Наконец, нужно понимать, что чрезмерное потребление имело и важный демографический аспект. Современная экономика ориентирована на возможность выживания в одиночку; семьи стали менее устойчивыми, люди более мобильными, детей стало рождаться меньше, но и внимания им в развитых странах стало уделяться больше. Разрыв в тратах на детские товары, образование и развлечения между богатыми и бедными странами — самый большой среди всех других категорий потребления. Если поствирусная экономика предполагает «возвращение к основам», она должна переломить демографические тренды, вернуть большие и межпоколенческие семьи, позволяющие заметно экономить на потреблении, заставить родителей сидеть с детьми. Ничего из этого не представляется возможным: ни экономическая целесообразность, ни даже беспокойство за выживание планеты не смогут побороть длинных демографических трансформаций.
Полезная сложность
Эпидемия пришла в мир, который представлял собой не просто удобное место для жизни, но и достаточно высокоорганизованную систему. Ликвидные средства, которыми располагают жители Земли, не превышают 6–7% из $360 трлн глобального богатства, или $3 тыс. с небольшим на человека. Все остальное — это либо имущество, либо производственные фонды, либо взаимные обязательства. Воспользоваться этим богатством можно, только восстановив все нарушенные связи и структуры с наименьшими изменениями — и это единственное и неизбежное, что останется сделать человечеству в первые же месяцы после завершения эпидемии.

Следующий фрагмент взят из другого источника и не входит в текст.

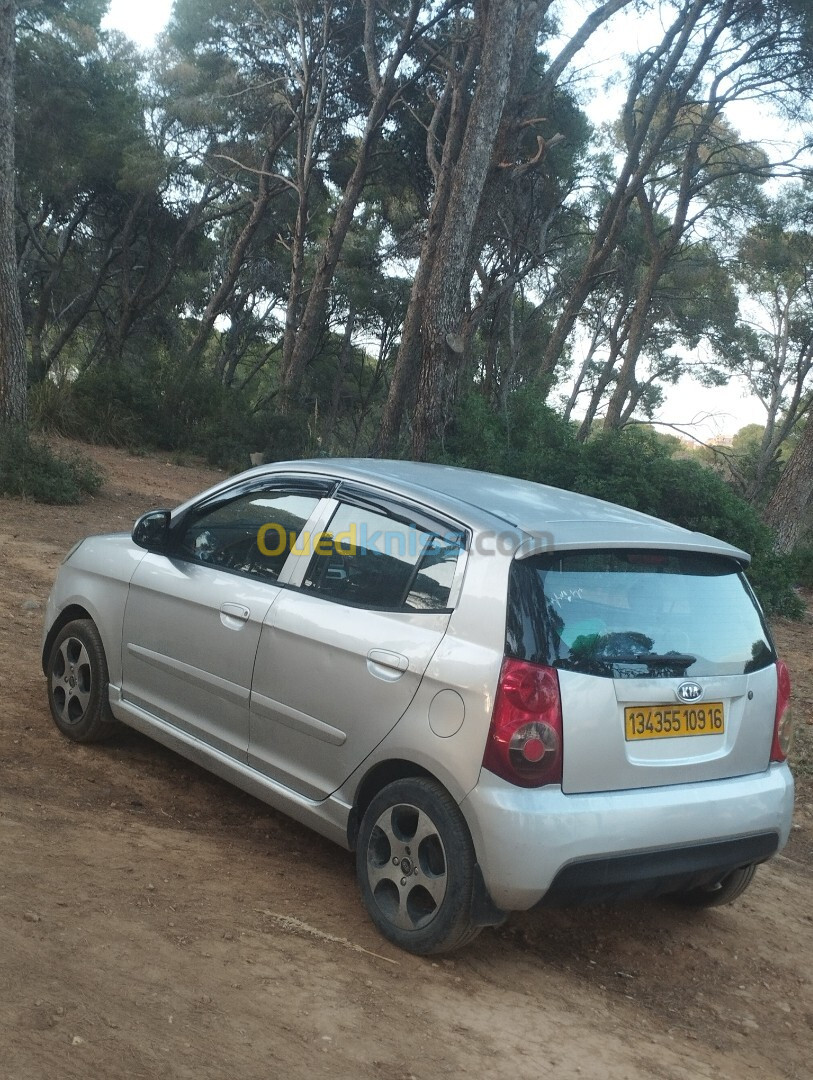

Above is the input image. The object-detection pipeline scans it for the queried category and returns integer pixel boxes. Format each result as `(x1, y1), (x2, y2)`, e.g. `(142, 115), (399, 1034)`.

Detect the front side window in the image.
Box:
(178, 491), (320, 581)
(303, 503), (460, 611)
(506, 550), (775, 678)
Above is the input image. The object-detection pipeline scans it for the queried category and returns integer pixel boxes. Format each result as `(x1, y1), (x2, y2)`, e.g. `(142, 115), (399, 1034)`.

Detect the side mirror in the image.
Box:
(133, 510), (172, 554)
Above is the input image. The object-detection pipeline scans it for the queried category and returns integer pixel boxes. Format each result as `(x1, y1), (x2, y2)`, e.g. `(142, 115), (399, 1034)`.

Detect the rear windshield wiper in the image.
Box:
(597, 652), (697, 667)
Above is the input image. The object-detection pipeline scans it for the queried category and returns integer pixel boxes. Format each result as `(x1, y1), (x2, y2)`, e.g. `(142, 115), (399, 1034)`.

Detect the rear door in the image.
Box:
(248, 495), (461, 799)
(510, 550), (776, 793)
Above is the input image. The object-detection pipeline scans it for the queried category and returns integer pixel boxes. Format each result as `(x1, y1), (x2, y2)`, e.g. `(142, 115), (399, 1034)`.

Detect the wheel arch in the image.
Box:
(40, 604), (95, 675)
(348, 758), (438, 851)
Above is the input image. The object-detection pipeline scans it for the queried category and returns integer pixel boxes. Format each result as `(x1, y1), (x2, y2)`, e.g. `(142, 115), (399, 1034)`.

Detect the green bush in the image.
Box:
(435, 391), (803, 618)
(0, 428), (103, 505)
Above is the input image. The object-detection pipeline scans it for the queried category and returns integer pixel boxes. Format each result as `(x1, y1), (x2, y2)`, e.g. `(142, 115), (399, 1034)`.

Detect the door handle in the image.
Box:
(367, 649), (409, 679)
(220, 604), (252, 630)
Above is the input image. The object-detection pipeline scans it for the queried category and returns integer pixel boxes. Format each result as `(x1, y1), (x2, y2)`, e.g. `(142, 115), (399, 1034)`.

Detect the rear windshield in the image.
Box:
(506, 550), (775, 678)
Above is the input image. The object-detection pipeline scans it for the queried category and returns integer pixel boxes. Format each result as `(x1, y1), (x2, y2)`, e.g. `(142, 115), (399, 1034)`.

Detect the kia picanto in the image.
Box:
(42, 459), (794, 954)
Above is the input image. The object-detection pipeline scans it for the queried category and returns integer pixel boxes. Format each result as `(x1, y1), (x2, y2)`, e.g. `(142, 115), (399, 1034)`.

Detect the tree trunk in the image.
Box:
(0, 0), (28, 426)
(538, 0), (733, 387)
(764, 418), (813, 555)
(412, 0), (520, 461)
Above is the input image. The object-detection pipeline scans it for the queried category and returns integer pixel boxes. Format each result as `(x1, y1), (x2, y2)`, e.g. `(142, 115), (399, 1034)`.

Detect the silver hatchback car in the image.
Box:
(42, 460), (794, 954)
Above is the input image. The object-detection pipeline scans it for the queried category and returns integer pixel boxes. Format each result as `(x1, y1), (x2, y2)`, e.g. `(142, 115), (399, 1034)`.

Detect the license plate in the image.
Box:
(624, 701), (726, 742)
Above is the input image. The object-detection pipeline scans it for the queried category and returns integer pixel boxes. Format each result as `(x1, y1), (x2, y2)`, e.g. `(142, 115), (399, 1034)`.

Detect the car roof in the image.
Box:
(246, 458), (750, 563)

Поэтому мир начала 2020-х годов будет до обидного мало отличаться от мира конца 2010-х. Это не значит, что люди не вынесут из кризиса уроков. Мир изменится, но скорее ментально, чем материально. Пандемия показала нам многие черты того мира, который может быть построен в отдаленной перспективе. Биотехнологии, несомненно, сменят информационные в качестве основного драйвера экономики: первые будут воплощаться во все более уникальных и дорогих продуктах, а продукция последних скоро превратится в общественное благо. Общество станет более атомизированным, а люди — более приспособленными к выживанию поодиночке. Торговля начнет замыкаться в рамках региональных объединений, которые будут все больше походить на отдельные большие страны. Случится много чего еще, но явно не произойдет одного: снижения сложности человеческой цивилизации, сокращения разнообразия поведенческих паттернов, примитивизации потребления. От движения назад нас удержат созданные структуры повседневности, а движение вперед по-прежнему будет определяться стремлением к большей свободе, которое только укрепится после встречи с полезными или бессмысленными ограничениями времен пандемии.